I’m still not really confident that this does, in fact, run nightly as advertised, which was why I left this ticket open. But as a datastore user, it’s not terribly easy to ascertain whether everything is fine. It would be wonderful if http://datastore.iatistandard.org/api/1/about provided more reliable data – rather than a hardcoded ok: True
and status: healthy
:
At that time there were some problems with the registry that would have made the crawler think no updates had been made for a while. The crawler does run nightly regardless. The problem is with the Registry, not the Datastore.
Other issues found in the process of looking at this one (such as docs) should have their own issue.
At that time there were some problems with the registry that would have made the crawler think no updates had been made for a while.
Good to have this update! I don’t think I had any idea about that.
The crawler does run nightly regardless.
My point here is: I have no way of verifying that.

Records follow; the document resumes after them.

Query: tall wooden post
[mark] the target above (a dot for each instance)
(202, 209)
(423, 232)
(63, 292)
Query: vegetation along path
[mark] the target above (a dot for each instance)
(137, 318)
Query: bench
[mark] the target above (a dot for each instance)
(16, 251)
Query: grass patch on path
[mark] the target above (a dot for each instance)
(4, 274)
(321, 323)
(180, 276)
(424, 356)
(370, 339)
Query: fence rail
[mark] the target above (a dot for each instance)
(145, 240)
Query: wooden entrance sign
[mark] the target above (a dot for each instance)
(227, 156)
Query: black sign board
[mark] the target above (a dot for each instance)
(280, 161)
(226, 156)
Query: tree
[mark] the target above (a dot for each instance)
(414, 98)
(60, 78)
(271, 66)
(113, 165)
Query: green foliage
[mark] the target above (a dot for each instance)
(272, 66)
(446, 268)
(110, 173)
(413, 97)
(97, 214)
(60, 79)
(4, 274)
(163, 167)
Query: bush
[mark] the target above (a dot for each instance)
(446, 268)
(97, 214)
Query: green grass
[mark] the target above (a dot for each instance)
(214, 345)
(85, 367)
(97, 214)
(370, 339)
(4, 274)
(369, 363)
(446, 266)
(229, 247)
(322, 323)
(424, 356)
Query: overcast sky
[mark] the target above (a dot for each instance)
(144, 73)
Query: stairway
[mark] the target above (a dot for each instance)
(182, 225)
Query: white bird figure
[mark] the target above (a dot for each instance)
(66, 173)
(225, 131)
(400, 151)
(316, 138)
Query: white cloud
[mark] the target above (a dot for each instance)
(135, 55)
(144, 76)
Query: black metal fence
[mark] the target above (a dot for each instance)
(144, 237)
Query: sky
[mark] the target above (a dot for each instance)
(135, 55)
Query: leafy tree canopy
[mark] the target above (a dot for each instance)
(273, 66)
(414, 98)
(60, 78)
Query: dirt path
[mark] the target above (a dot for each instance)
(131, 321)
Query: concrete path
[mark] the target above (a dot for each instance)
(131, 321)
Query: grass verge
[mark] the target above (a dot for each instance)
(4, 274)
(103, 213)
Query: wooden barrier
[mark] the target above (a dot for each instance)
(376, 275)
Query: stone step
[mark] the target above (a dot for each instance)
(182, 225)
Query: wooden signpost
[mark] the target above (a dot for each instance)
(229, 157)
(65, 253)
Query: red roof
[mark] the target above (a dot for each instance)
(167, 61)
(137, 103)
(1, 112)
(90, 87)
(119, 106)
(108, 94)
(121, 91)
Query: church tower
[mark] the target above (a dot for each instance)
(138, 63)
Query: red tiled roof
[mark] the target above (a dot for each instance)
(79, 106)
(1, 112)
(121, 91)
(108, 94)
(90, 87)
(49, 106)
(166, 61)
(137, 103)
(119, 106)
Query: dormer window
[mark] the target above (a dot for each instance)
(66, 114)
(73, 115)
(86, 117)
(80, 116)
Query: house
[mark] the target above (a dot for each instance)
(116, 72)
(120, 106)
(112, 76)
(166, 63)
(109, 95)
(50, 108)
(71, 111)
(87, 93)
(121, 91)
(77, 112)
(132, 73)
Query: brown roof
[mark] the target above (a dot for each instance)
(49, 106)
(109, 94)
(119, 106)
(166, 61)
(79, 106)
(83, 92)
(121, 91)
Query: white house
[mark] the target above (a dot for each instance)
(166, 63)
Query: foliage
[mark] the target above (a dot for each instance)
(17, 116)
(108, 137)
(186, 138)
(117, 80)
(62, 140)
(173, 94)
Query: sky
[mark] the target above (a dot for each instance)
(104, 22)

So it’s not that I don’t trust you… But a route that tells me what happened and when would help set my mind at ease. The publicly accessible crawler monitoring data is not up to scratch. I’ve created an issue (#279) about that.
Other issues found in the process of looking at this one (such as docs) should have their own issue.
In fact, I was wrong about http://datastore.iatistandard.org/docs/api/error/#general-data – the documentation is accurate on this.
Why was this issue closed? The Datastore does not appear to be running nightly. See #268
Why was this issue closed?
As noted by @allthatilk, the Datastore is working as expected.
As noted by @allthatilk, the Datastore is working as expected.
@allthatilk’s comment was:
So excluding problems with the registry and the Datastore going down, the crawler should run, as scheduled, every day.
But this certainly doesn’t mean the Datastore is working as expected. Indeed, #268 is a clear example of the Datastore not working as expected.
Documentation suggests the datastore crawler runs daily… But checking
last_fetch
date on all datasets, the most recent update wasnearlyover a week ago.